Charlie skipped to the end of the report. “It’s, er, it’s Stu.” And his hand seemed to lose its grip on the handle of his mug. Coffee dripped onto the page, obliterating the name.
“That’s it. Stu,” she said.
Charlie held his breath and watched for a memory to flicker across her face but there was nothing. It meant nothing to her. It’d been wiped, like every detail of that night. The razor-sharp brain that had earned her a place at Oxford to study law had been catastrophically blunted in a matter of minutes. Fifteen minutes, the ambulance crew had calculated. She’d stopped breathing for the time it took him to drink a gin and tonic and her whole life had changed. When she emerged from her coma, she remembered nothing.
She was lucky. It had never left Charlie.
* * *
—
Mrs. Lyons was hovering when he came out, brutally tweaking the flower arrangement into shape.
“Ah, here you are,” she chirped as if he was a favorite guest. He wasn’t.
“Now, then,” she said as she seated him in her private drawing room, “we really need to get this bill settled, don’t we?”
“I will be transferring the money tomorrow, Mrs. Lyons,” Charlie said. “I am very grateful for your patience.”
“Well, that is good news but I’m afraid that is what you said on the last occasion. And on the other occasions we have had to discuss this matter.”
“As I explained last time, I have had a slight liquidity problem—I don’t want to bore you with the details—but the money will be in place.” He could feel the prickle of perspiration in his hairline. “You have my word.”
Mrs. Lyons’s mouth hardened and she stood, smoothing her dress over her jutting hip bones.
“Fine. But I cannot emphasize enough that this will be our last conversation on the subject. You are now six months in arrears and I’m afraid I cannot extend our more than generous terms any further. I feel you are taking advantage of us, Mr. Perry.”
“Charlie, please.”
“Perhaps you should be looking for alternative accommodation for Birdie, Mr. Perry.”
* * *
—
He’d yanked a tissue from a fake ormolu box on Mrs. Lyons’s desk as he left and was wiping at the sweat under his eyes as he walked to the main door.
“Is everything all right?” the receptionist called to him.

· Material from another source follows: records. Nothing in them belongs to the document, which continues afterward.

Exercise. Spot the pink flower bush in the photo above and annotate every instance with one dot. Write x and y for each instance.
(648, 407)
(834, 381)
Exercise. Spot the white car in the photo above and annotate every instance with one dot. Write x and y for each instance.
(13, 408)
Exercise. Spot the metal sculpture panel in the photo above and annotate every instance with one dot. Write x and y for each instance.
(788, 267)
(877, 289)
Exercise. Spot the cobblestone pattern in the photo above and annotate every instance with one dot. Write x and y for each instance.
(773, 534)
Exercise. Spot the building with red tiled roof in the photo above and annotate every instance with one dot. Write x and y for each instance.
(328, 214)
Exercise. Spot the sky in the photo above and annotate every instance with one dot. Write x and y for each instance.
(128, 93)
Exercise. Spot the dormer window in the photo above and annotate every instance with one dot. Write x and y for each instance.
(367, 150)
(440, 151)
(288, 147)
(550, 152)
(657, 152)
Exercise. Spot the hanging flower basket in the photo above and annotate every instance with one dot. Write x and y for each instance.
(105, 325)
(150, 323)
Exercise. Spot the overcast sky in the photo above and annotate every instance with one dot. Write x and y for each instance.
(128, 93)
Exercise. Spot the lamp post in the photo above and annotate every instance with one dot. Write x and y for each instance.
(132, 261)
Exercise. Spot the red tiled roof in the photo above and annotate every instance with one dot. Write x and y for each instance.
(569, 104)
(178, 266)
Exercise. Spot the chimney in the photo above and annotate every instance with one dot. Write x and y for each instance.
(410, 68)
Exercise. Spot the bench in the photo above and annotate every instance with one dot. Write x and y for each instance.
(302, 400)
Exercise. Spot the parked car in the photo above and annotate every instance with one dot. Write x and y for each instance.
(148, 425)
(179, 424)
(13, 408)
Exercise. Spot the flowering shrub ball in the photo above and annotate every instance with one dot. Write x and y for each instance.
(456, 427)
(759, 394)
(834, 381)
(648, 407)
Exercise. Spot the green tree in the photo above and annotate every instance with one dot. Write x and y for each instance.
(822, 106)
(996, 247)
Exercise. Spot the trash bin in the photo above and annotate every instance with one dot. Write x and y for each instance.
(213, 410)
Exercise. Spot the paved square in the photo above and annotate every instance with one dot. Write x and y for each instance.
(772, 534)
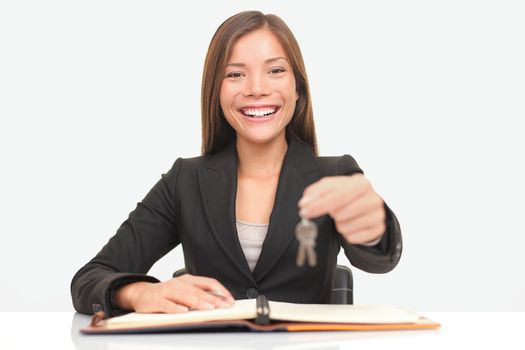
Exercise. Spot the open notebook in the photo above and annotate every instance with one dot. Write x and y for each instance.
(263, 315)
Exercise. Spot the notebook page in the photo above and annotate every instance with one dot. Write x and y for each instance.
(241, 309)
(340, 313)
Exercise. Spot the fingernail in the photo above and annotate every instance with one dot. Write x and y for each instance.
(303, 212)
(224, 304)
(305, 200)
(182, 308)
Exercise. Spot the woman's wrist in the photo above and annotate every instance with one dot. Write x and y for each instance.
(125, 296)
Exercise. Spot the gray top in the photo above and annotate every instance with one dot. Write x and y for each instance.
(251, 237)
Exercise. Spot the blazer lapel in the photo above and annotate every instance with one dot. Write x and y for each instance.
(218, 186)
(300, 168)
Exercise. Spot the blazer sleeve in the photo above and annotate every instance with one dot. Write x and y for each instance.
(383, 256)
(146, 236)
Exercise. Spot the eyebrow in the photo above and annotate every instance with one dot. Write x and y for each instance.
(270, 60)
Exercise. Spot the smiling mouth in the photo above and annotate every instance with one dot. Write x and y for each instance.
(259, 112)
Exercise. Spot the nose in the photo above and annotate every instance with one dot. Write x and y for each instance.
(256, 85)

“Oh, yes. Bit of hay fever. All splendid, thanks.”
“Birdie’s such a lovely girl.”
Girl. He wanted to say she was a woman—she would be thirty-eight next week—that she should have been a top-rung barrister by now. But her injuries had frozen her in time. Her vulnerability had kept her a girl in everyone’s eyes.
“Yes. She is.”
“She’s been a popular girl today. You’re not her first visitor.”
“Really? She didn’t say anything. And it wasn’t in the folder.” Charlie scrambled through possibilities in his head.
The visitor column in the weekly diary was almost exclusively confined to him and Birdie’s mother—they came on different days to avoid any awkwardness. One of Birdie’s old teachers came a couple of times a year but she always let him know beforehand so he could prime his daughter. Could it have been a school friend? The girls in her set had fallen away after they’d left for university but Birdie followed a couple of them on social media.
“No. Well, when I told him she was in treatment, he didn’t stay.” The receptionist leaned forward confidentially. “He said he’d come back one day next week, after lunch.”
He. Charlie’s skin prickled. “Er, did he leave a name or number? I could get in touch and organize something.”
“No, he said not to mention his visit to her. He wanted to surprise her.”
“Well, make sure you call me if it happens again. I don’t want my daughter bothered.”